When sending events to a reflekt-registry, you must include the schema_id as a property in the event, set to the $id of the schema in your Reflekt project (and S3 bucket) that the event should be validated against. For example, the schema_id in the example above validates against this schema:

{
    "$schema": "http://json-schema.org/draft-07/schema#",
    "$id": "segment/demo/Test_Event/1-0.json",
    "description": "User viewed their shopping cart.",
    "self": {
        "vendor": "com.reflekt-ci",
        "name": "Test Event",
        "format": "jsonschema",
        "version": "1-0",
        "metadata": {
            "code_owner": "Maura",
            "product_owner": "Greg"
        }
    },
    "type": "object",
    "properties": {
        "schema_id": {
            "description": "The schema ID of the event.",
            "const": "segment/demo/Test_Event/1-0.json"
        },
        "test_property": {
            "type": "string",
            "description": "This is a test property."
        }
    },
    "required": [
        "schema_id",
        "test_property"
    ],
    "additionalProperties": false
}

Valid events will be sent to the Segment consumer specified by SEGMENT_WRITE_KEY_VALID. Invalid events will be sent to the Segment consumer specified by SEGMENT_WRITE_KEY_INVALID.

Producers

Supported producers:

  • Segment SDKs (e.g. analytics.js). See Segment docs for full SDK list.

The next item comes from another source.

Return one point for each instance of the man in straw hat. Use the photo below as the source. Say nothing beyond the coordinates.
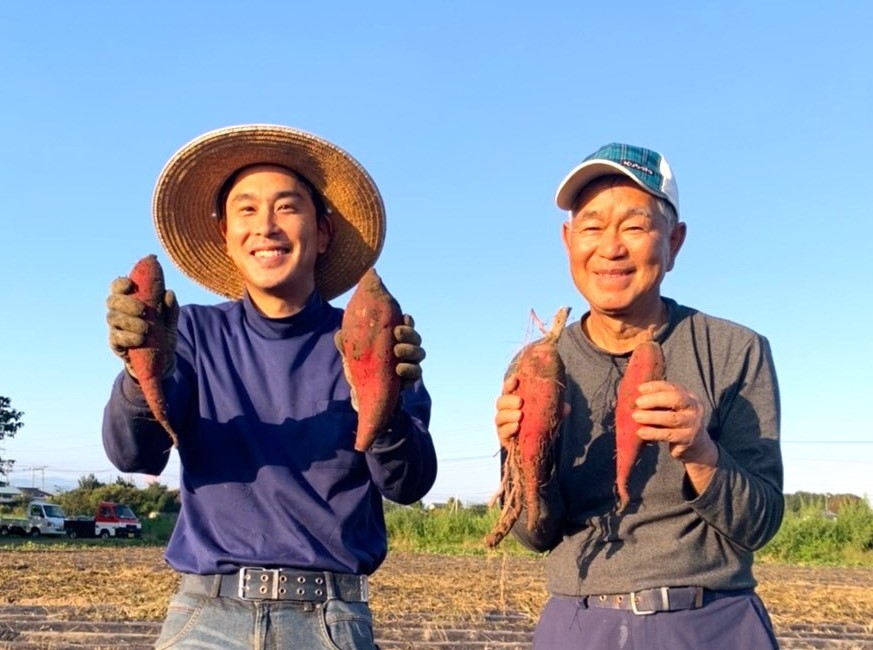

👀 More producers to come! 👀

Consumers

Supported consumers:

  • Segment Sources. By default, reflekt-registry is configure to:
    • Send valid events to a Segment source with write key SEGMENT_WRITE_KEY_VALID
    • Send invalid events to a Segment source with write key SEGMENT_WRITE_KEY_INVALID

👀 More consumers to come! 👀

Architecture

reflekt-registry is built on top of AWS and Chalice, making it easy to manage and deploy. We used an AWS Free Tier to host our registry, so you can too!

Behind the scenes, reflekt-registry is composed of 3 AWS components:

  1. An S3 bucket to store schemas from a Reflekt project.
  2. An API Gateway endpoint that accepts events from producers.
  3. A Lambda function to validate events against schemas in the S3 bucket, routing them to the appropriate consumer.